I could write something like this below, but I wonder if there is any other way to get rid of repetitive should('have','Widget') although, at this point I'm not even sure if using should('have','Widget') is a correct practice but it works.

cy.get('.pageA').should('have.value', 'Widget')
cy.get('.pageB').should('have.value', 'Widget')
cy.get('.pageC').should('have.value', 'Widget')
cy.get('.pageD').should('have.value', 'Widget')

I am using Cypress with Cucumber Preprocessor.

3

There are 3 answers

0
Ackroydd On BEST ANSWER

If the assertions line up within a single test, you can take a data-driven approach

['.pageA', '.pageB', '.pageC', '.pageD'].forEach(page => {

  cy.get(page).should('have.value', 'Widget')

})

or if you want individual tests

['.pageA', '.pageB', '.pageC', '.pageD'].forEach(page => {

  it(`Page ${page} has the icon`, () => {
    cy.get(page).should('have.value', 'Widget')
  })

});

A more concrete example from a Cypress tutorial,

it.only('Handles filter links', () => {
  const filters = [
    {link: 'Active', expectedLength: 3},
    {link: 'Completed', expectedLength: 1},
    {link: 'All', expectedLength: 4}
  ]
  cy.wrap(filters)
    .each(filter => {
      cy.contains(filter.link)
      .click()

      cy.get('.todo-list li')
      .should('have.length', filter.expectedLength)
    })
})
0
Alapan Das On

You can make use of custom commands to avoid writing reusable code.

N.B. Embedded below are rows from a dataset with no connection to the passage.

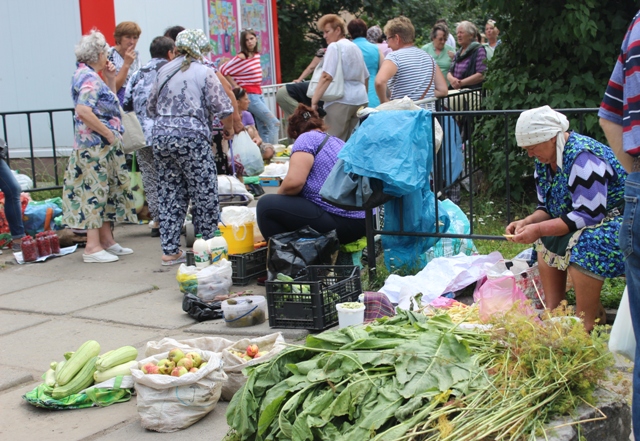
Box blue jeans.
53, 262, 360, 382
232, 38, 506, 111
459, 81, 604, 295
619, 172, 640, 440
247, 93, 280, 144
0, 159, 24, 239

You can go to cypress/support/commands.js and write:

Cypress.Commands.add('checkChatIcon', (page) => {
  cy.get(page).should('have.class', 'Widget')
})

In your tests you can just write:

cy.checkChatIcon('.pageA') 
cy.checkChatIcon('.pageB')
0
diabolist On

You should think about the mechanism that puts the icon on all pages and just test that.

If you have to do something for each page you write to ensure the icon is present then you will need to test every page.

If you have done something so that every page you write automatically has the icon then you only need to test the thing you have done. In this case it might be easier to write a unit test to test this something, as its probably something higher up your platforms code hierarchy than the rendering a single page.

Other approaches you could consider is alternatives to testing every page are

  • randomizing the page choice so each run tests a random page
  • creating a @slow test that tests every page that you run infrequently
    • you could get a list of pages for this using a spider, or by other methods
    • you could combine tests for other global things using this mechanism

In general testing every page for a piece of common content is very poor practice. It creates a large run-time overhead that scales terribly and provides very little benefit.